Nokia builds phones at all price levels, from low-cost phones for emerging market all the way up to high-end smartphones. All those phones can connect to a cellular network and handle phone calls and data transfers -- but there are reasons why some cost more and some cost less, and those are unrelated to cellular SEPs.

In a previous post I explained that Nokia's own SEP assertions against Apple can be easily reconciled with Judge Posner's ruling. Also, the fact that Nokia is pursuing SEP-based injunctions against ViewSonic in Germany means very little. I attended a couple of Nokia v. ViewSonic SEP trials in Mannheim in March, and ViewSonic didn't even raise a FRAND defense. In fact, it didn't even challenge the validity of the patents-in-suit. It only denied infringement, and Nokia appears reasonably likely to prevail on one or two SEP cases when the court announces a couple of decisions on May 23. ViewSonic has left Europe (as far as the smartphone market is concerned), which is why it probably doesn't care about an injunction anymore (it just wants to avoid liability for damages for past infringement).
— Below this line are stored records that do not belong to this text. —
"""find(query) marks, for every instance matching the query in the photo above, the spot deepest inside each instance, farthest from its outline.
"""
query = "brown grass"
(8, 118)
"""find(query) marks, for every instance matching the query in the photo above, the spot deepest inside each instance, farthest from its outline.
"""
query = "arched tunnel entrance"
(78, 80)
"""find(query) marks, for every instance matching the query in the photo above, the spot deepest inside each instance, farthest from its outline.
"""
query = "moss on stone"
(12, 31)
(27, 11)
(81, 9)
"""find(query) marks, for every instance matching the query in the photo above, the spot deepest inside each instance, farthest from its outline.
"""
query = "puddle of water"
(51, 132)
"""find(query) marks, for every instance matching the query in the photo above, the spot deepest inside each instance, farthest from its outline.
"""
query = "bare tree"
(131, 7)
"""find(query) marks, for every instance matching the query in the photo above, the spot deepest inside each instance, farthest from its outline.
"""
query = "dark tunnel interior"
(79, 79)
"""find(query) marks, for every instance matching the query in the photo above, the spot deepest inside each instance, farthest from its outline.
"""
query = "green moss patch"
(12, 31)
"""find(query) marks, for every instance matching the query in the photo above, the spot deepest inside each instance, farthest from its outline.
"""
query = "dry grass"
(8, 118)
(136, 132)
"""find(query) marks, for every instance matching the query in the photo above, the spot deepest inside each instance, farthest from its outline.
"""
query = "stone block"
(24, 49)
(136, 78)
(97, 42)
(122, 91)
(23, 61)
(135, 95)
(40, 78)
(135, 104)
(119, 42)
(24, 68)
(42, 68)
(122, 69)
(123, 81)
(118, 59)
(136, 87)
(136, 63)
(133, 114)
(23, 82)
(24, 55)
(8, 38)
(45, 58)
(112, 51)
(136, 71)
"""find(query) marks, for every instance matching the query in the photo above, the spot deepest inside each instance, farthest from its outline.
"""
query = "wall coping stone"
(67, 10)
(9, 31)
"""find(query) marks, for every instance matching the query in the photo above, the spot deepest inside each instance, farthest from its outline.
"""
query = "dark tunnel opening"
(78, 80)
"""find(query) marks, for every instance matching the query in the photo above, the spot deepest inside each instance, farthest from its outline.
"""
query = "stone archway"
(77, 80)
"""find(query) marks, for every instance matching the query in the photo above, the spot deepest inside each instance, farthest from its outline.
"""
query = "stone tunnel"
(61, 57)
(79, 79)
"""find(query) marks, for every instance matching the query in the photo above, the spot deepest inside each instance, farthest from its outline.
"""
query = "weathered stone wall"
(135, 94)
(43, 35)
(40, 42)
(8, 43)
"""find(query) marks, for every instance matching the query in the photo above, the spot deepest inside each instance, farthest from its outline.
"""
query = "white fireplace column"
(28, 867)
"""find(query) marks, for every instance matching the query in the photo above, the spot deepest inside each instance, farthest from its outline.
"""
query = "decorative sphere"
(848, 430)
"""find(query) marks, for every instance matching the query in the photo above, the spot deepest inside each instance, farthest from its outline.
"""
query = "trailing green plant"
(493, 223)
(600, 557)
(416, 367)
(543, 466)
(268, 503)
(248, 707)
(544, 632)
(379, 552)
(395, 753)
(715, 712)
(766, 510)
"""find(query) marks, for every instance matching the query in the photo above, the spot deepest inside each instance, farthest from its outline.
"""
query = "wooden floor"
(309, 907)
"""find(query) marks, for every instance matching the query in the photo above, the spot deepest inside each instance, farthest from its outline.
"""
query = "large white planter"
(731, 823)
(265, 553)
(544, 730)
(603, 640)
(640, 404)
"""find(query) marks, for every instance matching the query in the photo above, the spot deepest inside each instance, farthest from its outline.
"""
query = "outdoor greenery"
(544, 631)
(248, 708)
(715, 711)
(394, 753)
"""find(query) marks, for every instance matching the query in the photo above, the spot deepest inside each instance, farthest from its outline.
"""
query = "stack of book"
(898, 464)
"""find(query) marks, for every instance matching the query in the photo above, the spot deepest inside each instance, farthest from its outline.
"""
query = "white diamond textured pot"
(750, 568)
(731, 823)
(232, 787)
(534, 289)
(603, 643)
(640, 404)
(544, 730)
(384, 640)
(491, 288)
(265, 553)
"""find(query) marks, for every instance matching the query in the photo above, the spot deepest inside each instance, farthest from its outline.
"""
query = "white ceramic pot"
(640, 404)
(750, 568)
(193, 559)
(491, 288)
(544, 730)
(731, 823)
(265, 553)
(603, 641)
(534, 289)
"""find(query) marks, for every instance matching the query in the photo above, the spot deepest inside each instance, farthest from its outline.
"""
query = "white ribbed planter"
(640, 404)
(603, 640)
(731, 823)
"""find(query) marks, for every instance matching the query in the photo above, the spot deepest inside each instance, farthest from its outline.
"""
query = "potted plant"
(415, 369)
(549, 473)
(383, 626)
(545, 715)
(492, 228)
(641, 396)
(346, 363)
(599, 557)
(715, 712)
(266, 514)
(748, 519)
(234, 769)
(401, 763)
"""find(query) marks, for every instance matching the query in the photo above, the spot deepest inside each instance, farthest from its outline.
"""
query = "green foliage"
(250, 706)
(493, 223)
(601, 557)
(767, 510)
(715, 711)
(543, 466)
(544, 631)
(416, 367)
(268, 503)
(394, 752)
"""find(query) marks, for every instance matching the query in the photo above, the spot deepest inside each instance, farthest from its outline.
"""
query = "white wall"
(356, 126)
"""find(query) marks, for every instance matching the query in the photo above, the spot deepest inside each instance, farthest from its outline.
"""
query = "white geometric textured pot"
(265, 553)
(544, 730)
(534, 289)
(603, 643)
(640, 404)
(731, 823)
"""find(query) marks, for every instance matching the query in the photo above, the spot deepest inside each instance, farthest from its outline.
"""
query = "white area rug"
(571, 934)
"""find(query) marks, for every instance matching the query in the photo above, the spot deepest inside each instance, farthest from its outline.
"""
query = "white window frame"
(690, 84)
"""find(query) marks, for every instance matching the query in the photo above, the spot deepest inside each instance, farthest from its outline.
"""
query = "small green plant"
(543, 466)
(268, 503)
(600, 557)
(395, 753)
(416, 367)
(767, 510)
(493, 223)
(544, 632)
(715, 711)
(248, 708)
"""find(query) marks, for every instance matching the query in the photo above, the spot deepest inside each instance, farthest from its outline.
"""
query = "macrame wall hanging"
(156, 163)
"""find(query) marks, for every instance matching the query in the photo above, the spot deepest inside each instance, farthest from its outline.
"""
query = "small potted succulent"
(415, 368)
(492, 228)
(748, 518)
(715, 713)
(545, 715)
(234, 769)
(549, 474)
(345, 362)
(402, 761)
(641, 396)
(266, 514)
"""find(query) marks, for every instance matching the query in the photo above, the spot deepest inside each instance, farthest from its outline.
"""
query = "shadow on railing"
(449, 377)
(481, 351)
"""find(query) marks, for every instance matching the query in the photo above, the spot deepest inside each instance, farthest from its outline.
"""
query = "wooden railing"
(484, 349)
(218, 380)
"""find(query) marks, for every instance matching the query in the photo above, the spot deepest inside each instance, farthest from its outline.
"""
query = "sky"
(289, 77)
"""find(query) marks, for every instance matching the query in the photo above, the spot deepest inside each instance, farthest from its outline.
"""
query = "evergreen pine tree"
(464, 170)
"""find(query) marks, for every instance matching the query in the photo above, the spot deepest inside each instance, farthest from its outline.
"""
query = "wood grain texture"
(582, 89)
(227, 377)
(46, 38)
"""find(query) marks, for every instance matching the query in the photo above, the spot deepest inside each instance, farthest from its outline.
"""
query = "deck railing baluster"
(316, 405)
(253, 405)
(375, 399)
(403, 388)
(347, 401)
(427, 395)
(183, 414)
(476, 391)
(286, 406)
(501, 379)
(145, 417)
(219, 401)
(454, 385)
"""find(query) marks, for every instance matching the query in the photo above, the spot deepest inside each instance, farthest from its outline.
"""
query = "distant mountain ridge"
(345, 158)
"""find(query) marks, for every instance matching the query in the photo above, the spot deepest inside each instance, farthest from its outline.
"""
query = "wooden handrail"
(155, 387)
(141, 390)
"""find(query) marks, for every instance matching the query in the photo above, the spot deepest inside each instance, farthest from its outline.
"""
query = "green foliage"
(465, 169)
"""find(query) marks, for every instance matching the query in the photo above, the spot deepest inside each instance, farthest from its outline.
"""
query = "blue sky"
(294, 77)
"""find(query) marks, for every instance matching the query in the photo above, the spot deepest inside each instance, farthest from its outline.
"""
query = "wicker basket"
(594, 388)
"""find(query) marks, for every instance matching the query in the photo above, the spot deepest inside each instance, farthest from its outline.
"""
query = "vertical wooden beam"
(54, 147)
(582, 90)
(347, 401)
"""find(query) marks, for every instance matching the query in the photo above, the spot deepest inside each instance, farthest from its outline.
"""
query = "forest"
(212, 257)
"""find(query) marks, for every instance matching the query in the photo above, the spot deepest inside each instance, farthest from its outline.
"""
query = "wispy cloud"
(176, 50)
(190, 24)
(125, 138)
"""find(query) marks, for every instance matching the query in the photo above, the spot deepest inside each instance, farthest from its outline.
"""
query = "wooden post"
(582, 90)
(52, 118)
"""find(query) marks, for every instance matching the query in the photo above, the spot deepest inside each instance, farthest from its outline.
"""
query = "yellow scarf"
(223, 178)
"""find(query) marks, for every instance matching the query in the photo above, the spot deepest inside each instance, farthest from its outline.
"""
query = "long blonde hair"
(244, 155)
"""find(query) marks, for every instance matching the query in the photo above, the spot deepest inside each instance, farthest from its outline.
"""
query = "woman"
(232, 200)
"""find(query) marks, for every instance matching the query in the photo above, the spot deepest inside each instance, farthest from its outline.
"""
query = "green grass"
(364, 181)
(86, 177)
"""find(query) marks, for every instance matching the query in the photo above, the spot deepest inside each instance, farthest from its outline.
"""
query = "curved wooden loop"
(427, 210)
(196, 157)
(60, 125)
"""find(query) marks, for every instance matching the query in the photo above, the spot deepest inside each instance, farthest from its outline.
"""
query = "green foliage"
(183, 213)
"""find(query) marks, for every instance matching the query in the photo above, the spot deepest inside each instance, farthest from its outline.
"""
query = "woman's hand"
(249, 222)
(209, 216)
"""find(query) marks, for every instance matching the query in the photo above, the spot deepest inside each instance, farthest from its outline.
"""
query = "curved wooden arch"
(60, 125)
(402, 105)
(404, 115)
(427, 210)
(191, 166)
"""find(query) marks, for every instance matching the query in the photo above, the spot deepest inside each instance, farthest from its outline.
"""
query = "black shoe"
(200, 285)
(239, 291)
Nokia's anti-Posner amicus brief talks about "the risk of vastly undercompensating holders of telecommunications standards essential patents and discouraging further investment in telecommunications standards". Nokia wrote this brief even before the low value of Motorola's H.264 and IEEE 802.11 SEPs (particularly but not only with a view to Microsoft's products) became apparent at the end of a court's FRAND determination effort, having created a situation in which Google is believed to be under pressure to write down a significant or even substantial part of the $5 billion book value of Motorola Mobility's SEPs. Nokia also has a pretty interesting portfolio of non-SEPs, though HTC is defending itself extremely well so far. I believe it shouldn't support Google's and some other companies' SEP-centric strategies. Regardless of what's the better choice for Nokia itself, its amicus curiae brief takes positions that clearly aren't in the public interest.